Approximately 27 seconds into the video clip, Sandlin enters the view of the security camera. Shortly thereafter, USCP2 and USCP3 move toward the second set of doors to start to usher people out, while USCP1 finishes locking the first set of doors. Sandlin can be seen walking next to USCP1 as he approaches the second set of doors, and while USCP2 is attempting to close the second set of doors. Sandlin cuts in front of USCP1 and attempts to wrestle the door away from USCP2. DeGrave then joins Sandlin in a shoving match with the USCP officers in an attempt to keep the door open. Following this assault on USCP officers, DeGrave bragged that he punched an officer “three or four times.” As the three USCP officers make their way away from the crowd, DeGrave, Sandlin, and several others are observed on the video footage acting in an aggressive manner towards the officers. DeGrave puts up his fists as if to begin boxing one of the retreating USCP officers. As the USCP officer steps away, DeGrave can be seen banging his chest.

Shortly thereafter, the defendant, Sandlin, and Colt entered the now open doors and reached the upper balcony of the Senate Chamber, which members and staff of Congress and the Vice President had already evacuated. Colt handed the GoPro, which he had been carrying and using to record the riot, to DeGrave, as he prepared to jump down to the floor of the Senate Chamber. After Colt jumped down, DeGrave was one of several individuals yelling at Colt to take documents and laptops.

In other words, these three guys, with closer ties to QAnon than to the military, played a key role in a pincer effect that created a second or third front inside the Capitol and succeeded in occupying the Senate floor.

As I said, when I read the DeGrave filing, I began to wonder why these guys aren’t being treated with the same seriousness as the militia groups, as a well-armed conspiracy.

The government was considering such a step earlier this month. In a bond filing in Ronnie Sandlin’s case, the government claimed (back on April 5) they anticipated superseding Sandlin (and, the implication is, DeGrave and Colt’s) indictments soon.

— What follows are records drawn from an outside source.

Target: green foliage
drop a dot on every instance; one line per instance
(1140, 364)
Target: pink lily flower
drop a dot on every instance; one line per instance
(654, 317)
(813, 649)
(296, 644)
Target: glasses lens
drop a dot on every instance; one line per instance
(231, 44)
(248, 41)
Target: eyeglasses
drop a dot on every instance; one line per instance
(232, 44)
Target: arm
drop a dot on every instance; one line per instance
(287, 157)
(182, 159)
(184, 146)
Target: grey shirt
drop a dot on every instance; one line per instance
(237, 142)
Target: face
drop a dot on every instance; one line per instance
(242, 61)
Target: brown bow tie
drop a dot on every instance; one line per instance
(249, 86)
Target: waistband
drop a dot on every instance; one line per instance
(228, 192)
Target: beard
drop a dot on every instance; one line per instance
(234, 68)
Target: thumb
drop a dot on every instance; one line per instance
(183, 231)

With respect to why the defendant was not charged in the same indictment as Mr. DeGrave, the other individual who traveled to D.C. with the defendant and was present with him inside the Capitol: Mr. Colt, the third individual who traveled with them, was indicted on February 3, 2021—the same day the defendant and Mr. DeGrave had their initial appearances in Las Vegas. The indictment timeline for these individuals thus varied. The government was and is still investigating them for conspiracy and anticipates superseding in this matter in the near future.

These men allegedly put in extensive planning to prepare for their assault on the Capitol. They explicitly planned for violence, and DeGrave and Sandlin are both accused of violence. The government further alleges (but has not yet charged) Sandlin and DeGrave with attempting to obstruct the investigation afterwards. For months, the government has seemingly focused on the Proud Boys and Oath Keepers to the detriment of a focus on the more organic networks formed online or in in-person protests. That may be about to change.

I expect there will be further stories told about the Senate incursion, as I alluded to here. And I expect those stories will show how all these networks worked together to pull off a tremendous success on January 6.